We compare policy differences across institutions by embedding representations of the entire legal corpus of each institution and the vocabulary shared across all corpora into a continuous vector space. We apply our method, Gov2Vec, to Supreme Court opinions, Presidential actions, and official summaries of Congressional bills. The model discerns meaningful differences between government branches. We also learn representations for more fine-grained word sources: individual Presidents and (2-year) Congresses. The similarities between learned representations of Congresses over time and sitting Presidents are negatively correlated with the bill veto rate, and the temporal ordering of Presidents and Congresses was implicitly learned from only text. With the resulting vectors we answer questions such as: how does Obama and the 113th House differ in addressing climate change and how does this vary from environmental or economic perspectives? Our work illustrates vector-arithmetic-based investigations of complex relationships between word sources based on their texts. We are extending this to create a more comprehensive legal semantic map.

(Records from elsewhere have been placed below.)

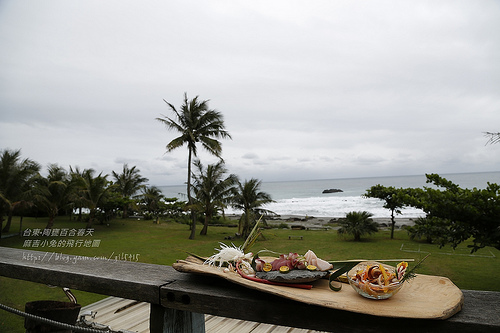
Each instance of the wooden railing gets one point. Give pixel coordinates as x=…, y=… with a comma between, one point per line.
x=179, y=300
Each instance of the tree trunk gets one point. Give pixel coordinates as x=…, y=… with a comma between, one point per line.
x=205, y=225
x=190, y=201
x=393, y=223
x=9, y=222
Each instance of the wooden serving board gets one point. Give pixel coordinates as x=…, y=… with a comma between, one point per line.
x=424, y=297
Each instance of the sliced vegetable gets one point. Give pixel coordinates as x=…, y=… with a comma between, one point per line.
x=284, y=269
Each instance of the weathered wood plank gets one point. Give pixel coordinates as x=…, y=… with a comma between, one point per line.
x=132, y=280
x=162, y=285
x=214, y=296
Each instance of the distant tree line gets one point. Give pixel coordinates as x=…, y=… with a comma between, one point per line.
x=453, y=214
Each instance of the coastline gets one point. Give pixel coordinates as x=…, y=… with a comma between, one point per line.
x=311, y=222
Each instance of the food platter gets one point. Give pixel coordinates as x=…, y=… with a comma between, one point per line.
x=424, y=297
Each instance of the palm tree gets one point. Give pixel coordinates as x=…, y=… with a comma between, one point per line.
x=128, y=183
x=358, y=224
x=196, y=123
x=94, y=191
x=16, y=179
x=211, y=190
x=249, y=199
x=151, y=197
x=76, y=194
x=51, y=192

Data-Driven Dynamic Decision Models

This article outlines a method for automatically generating models of dynamic decision-making that both have strong predictive power and are interpretable in human terms. This is useful for designing empirically grounded agent-based simulations and for gaining direct insight into observed dynamic processes. We use an efficient model representation and a genetic algorithm-based estimation process to generate simple approximations that explain most of the structure of complex stochastic processes. This method, implemented in C++ and R, scales well to large data sets. We apply our methods to empirical data from human subjects game experiments and international relations. We also demonstrate the method's ability to recover known data-generating processes by simulating data with agent-based models and correctly deriving the underlying decision models for multiple agent models and degrees of stochasticity.